The lawsuit alleged that Friendship Village Sunset Hills had a “cohabitation policy” that would not allow the couple, who put down a $2,000 deposit, to move in because the company followed the “Biblical definition” of marriage and “defined marriage as between a man and a woman.” 

Walsh said its board of directors has since changed its policy and that the settlement agreed to “does not change anything.” 

“The case came to a conclusion after the fact,” he said.

The complaint, which also named Friendship Village’s parent company, FB Services, as a defendant, maintained that the denial of a unit to the couple violated the federal Fair Housing Act and Missouri Human Rights Act.

The lawsuit initially was dismissed in 2019 by a U.S. District Court judge on the basis that the Fair Housing Act did not protect against discrimination on the basis of sexual orientation. The 8th U.S. Court of Appeal remanded the case in July, citing a U.S. Supreme Court ruling in June that said sexual orientation was protected under Title VII of the Civil Rights Act of 1964. 

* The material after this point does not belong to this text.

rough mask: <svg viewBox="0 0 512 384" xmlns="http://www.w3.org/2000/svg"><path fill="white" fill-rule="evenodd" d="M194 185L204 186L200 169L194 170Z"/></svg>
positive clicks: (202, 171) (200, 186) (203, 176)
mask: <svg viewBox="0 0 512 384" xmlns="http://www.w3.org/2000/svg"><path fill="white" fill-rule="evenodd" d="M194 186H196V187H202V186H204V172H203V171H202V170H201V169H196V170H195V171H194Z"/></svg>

“With the Supreme Court’s decision in Bostock and settlement of cases like this, housing providers from coast to coast are on notice that the sex discrimination provisions of the Fair Housing Act will protect all LGBTQ people,” Michael Allen, a partner at Relman Colfax, told McKnight’s Senior Living. “Strict enforcement of the law will ensure that no other family will have to go through what Mary and Bev experienced, in any housing context, including senior housing communities.”

“What happened to Mary and Bev was discrimination, plain and simple,” plaintiffs’ attorney Zarembka said. “Mary and Bev’s courage in seeking to vindicate their civil rights makes them heroes of the LGBTQ community. Now that the lawsuit has resolved, Mary and Bev can focus on their health and family.”

LGBT elder advocacy group SAGE used the lawsuit to expand a national awareness and education effort about the challenges many LGBT elders face. 

SAGE CEO Michael Adams told McKnight’s Senior Living that the agreement “reflects that the ground has decisively shifted against discrimination and in favor of equal access to housing and care for older same-sex couples.”

“With the Supreme Court decision last June recognizing that discrimination against LGBT people is unlawful sex discrimination, it is now clear that LGBT elders in every nook and cranny of this country have a right to access housing and care of their choosing equal to that of all other older Americans,” Adams said.